Entertainment Consider including non-power consuming entertainment such as games, cards or books.
  1. Mobility Disability
  2. Vision Disability
  3. Hearing Disability
  4. Special Medical Needs

Preparing for an emergency with a mobility disability

Being prepared before disaster strikes is the best way to manage an emergency situation. For someone who has reduced mobility, emergency planning requires some additional planning. The following information will help you start planning for an emergency.

Build a support network

Emergency situations can be very stressful. Creating an emergency contact list will make it easier for you to know who to call and where you can go. Keep a copy of this list in your emergency kit and on your person.

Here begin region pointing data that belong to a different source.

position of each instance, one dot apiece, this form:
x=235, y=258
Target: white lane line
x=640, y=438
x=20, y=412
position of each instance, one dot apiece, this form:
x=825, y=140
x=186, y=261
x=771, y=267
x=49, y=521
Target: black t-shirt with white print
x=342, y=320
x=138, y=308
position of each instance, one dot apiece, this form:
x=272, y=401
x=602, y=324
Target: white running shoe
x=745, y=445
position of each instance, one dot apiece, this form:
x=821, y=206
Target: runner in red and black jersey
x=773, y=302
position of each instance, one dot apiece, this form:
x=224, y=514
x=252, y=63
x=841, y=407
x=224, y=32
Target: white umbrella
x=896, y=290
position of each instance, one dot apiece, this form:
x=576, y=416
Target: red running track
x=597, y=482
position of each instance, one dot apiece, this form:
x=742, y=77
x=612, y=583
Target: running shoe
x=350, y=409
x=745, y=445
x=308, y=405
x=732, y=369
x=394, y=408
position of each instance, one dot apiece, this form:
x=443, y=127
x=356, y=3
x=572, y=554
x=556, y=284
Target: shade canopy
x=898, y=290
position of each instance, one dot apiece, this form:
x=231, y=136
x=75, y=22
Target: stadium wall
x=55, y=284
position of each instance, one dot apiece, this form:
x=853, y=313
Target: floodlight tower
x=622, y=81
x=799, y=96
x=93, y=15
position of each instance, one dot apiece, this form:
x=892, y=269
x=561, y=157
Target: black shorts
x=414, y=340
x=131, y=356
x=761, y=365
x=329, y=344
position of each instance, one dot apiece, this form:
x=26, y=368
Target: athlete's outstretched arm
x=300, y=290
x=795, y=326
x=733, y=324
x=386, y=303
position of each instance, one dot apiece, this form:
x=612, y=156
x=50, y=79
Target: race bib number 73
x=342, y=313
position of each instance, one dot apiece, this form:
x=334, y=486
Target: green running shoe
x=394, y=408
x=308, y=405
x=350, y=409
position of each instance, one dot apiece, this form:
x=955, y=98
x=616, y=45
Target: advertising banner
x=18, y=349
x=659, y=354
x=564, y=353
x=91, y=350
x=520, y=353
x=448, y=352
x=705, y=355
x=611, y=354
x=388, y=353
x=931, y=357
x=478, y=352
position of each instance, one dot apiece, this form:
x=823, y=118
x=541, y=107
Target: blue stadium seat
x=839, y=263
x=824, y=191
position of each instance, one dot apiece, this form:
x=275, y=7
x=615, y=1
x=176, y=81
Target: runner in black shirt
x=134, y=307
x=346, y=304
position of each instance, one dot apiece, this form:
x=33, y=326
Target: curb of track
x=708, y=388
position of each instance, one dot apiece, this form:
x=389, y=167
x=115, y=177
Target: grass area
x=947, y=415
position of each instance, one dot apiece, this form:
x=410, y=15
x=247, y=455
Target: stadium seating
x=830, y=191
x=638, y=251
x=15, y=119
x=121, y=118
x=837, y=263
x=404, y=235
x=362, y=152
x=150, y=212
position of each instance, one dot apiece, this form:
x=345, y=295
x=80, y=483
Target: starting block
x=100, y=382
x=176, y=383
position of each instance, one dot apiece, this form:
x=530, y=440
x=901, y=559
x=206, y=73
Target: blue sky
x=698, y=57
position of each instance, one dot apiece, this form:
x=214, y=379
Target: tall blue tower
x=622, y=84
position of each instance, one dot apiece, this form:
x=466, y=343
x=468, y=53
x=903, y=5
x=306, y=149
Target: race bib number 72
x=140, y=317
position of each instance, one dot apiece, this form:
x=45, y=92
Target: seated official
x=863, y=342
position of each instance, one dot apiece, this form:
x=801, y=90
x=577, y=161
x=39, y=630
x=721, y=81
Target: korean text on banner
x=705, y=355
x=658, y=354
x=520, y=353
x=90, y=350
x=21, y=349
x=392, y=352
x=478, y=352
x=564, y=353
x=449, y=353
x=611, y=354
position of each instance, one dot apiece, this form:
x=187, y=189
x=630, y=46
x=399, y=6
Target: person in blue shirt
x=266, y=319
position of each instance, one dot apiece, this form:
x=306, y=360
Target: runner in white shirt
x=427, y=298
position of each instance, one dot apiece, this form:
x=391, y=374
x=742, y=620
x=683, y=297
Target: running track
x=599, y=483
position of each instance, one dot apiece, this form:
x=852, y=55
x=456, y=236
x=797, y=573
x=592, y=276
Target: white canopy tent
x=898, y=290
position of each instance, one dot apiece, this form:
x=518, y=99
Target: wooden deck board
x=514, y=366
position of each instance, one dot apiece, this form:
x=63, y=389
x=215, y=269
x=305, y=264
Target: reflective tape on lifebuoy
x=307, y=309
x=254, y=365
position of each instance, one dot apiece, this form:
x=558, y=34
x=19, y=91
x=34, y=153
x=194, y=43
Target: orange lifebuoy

As part of your family emergency plan, you should have contacts both in and out of the city who can help you and your family in an emergency. Include the names, phone numbers and addresses of these people in your phone and 72-hour kit.

Plan for an evacuation

•Familiarize yourself with all escape routes, emergency exits and emergency equipment in your home. If you live in an apartment building, try to live on the lower floor if possible.

•If you are in a wheelchair, know how much it weighs and if it can be easily transported. Know of several different ways to exit a building in the event that elevators are not working or your main route is compromised.

•If you use a motorized wheelchair or scooter, store a lightweight manual wheelchair as a possible backup.

•Evacuation devices can be used if you have to leave a wheelchair behind. Lightweight chairs can be used to carry you downstairs.

•Be prepared to give brief instructions regarding how to move you, should it be required.

Build an emergency kit

In addition to storing food, water, a First Aid kit, important documents and other basic items, you should start thinking about any additional items you might need in your kit. What do you use on a daily basis? What would you need if you had to leave your home for a long period of time?

•If applicable, consider including a tire patch kit, seal-in-air product, inner tubes, a backup battery and spare catheters.

•Keep a pair of heavy gloves in your kit o use while wheeling or making your way over glass and debris.